It is my expectation that the "colleagues" will put the money issue up-front in the negotiations and, in respect of trade and other issues, insist on conditionality. We either agree to pay up, or the negotiations go no further. And despite the glib talk about the EU exporting more to us, it has been made perfectly clear that the integrity of the EU will come first. Even German industrialists and politicians are prepared to take a hit to preserve that.

Given the immediate reaction of the German media, I don't think Mrs May's threats will carry much weight. If the UK threatens to "walk", the "colleagues" will stand aside and let it happen. The UK is not the only entity that can restructure its economy. There are plenty of Eastern and mid-European nations which would be happy to pick up the slack.

All in all then, my view of Mrs May's speech is that it has been a giant misstep. If she has introduced clarity and a certain amount of certainty into the debate, it is at the cost of the UK's credibility. As such, her speech yesterday may turn out to be the most expensive and ill-conceived uttered by any politician since the war.

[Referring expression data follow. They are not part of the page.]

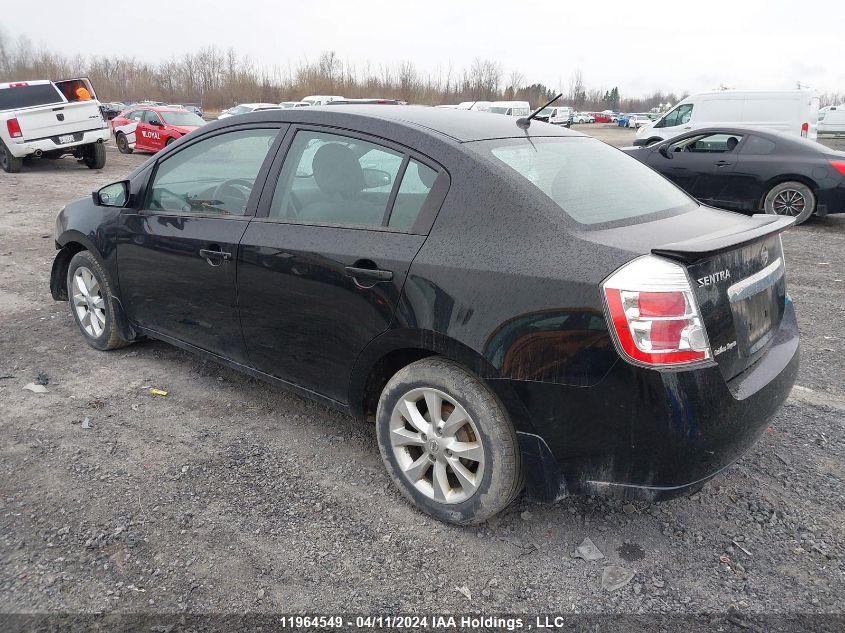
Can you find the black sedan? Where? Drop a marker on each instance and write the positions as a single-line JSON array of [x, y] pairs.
[[752, 170], [506, 312]]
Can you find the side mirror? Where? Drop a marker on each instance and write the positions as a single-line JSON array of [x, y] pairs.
[[113, 195], [375, 178]]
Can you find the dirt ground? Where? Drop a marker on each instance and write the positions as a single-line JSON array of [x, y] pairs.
[[228, 495]]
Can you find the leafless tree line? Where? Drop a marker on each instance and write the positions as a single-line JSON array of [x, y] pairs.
[[220, 78]]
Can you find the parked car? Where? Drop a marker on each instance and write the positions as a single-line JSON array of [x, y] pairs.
[[367, 102], [791, 111], [556, 115], [641, 359], [510, 108], [245, 108], [751, 170], [51, 119], [478, 106], [322, 99], [152, 129], [832, 120], [637, 120]]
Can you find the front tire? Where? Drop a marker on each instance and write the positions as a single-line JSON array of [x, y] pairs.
[[11, 164], [90, 298], [94, 156], [122, 143], [791, 198], [447, 443]]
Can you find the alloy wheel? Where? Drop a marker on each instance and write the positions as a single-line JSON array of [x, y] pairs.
[[88, 302], [437, 445], [789, 202]]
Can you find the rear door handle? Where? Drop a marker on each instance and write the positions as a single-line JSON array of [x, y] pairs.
[[214, 256], [369, 273]]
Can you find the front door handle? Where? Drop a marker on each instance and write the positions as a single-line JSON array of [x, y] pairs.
[[214, 256], [369, 273]]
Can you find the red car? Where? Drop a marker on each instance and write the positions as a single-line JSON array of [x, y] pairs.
[[152, 128]]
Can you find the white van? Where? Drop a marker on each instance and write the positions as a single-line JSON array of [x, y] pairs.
[[322, 99], [790, 111], [510, 108], [832, 120]]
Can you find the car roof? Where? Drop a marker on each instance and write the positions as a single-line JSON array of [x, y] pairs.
[[460, 125]]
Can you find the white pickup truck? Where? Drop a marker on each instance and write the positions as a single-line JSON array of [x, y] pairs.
[[50, 119]]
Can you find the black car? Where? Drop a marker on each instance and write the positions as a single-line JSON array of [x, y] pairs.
[[752, 170], [510, 306]]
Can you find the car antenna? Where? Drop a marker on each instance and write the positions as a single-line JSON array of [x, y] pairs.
[[524, 122]]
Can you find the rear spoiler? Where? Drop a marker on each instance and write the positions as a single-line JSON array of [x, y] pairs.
[[691, 251]]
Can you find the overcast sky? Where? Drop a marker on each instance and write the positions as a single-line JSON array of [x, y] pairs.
[[638, 46]]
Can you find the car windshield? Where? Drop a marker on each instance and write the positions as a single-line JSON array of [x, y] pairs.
[[590, 181], [187, 119]]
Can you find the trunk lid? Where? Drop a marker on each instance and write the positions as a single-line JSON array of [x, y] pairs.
[[59, 119], [738, 278]]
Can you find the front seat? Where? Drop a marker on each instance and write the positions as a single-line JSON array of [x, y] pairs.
[[339, 177]]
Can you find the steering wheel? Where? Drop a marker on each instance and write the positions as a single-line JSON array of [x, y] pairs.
[[240, 198]]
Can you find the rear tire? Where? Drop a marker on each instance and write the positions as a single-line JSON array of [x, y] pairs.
[[462, 467], [10, 164], [791, 199], [90, 297], [122, 143]]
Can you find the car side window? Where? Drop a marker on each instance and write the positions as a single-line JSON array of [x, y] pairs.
[[707, 143], [214, 176], [757, 146], [413, 191], [334, 179]]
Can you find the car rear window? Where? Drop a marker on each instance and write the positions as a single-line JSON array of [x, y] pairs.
[[590, 181], [29, 96]]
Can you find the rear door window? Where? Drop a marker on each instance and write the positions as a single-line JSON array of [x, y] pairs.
[[590, 181], [334, 179], [29, 96]]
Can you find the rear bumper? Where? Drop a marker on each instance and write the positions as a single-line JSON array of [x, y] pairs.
[[644, 433], [20, 149]]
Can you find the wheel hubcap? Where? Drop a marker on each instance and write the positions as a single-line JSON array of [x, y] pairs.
[[789, 202], [437, 445], [88, 302]]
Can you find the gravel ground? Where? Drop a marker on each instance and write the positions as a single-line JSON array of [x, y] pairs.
[[229, 495]]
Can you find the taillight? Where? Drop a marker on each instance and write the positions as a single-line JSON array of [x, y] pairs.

Looking back to recent events, one perhaps now has a better idea of why Ivan Rogers resigned. One might also take the view that the wrong person resigned. Whether the men in grey suits come calling, to invite Mrs May to book a trip to the Palace, remains to be seen. But every day now that she remains in No 10 will add to the growing sense of disaster.


Comments: a record number of 700+ on the previous thread shows what happens when this blog becomes so completely marginalised, as we are told it has. To continue our marginalisation, I have closed down the previous thread leaving this thread open, so avoiding duplication and (additional) confusion.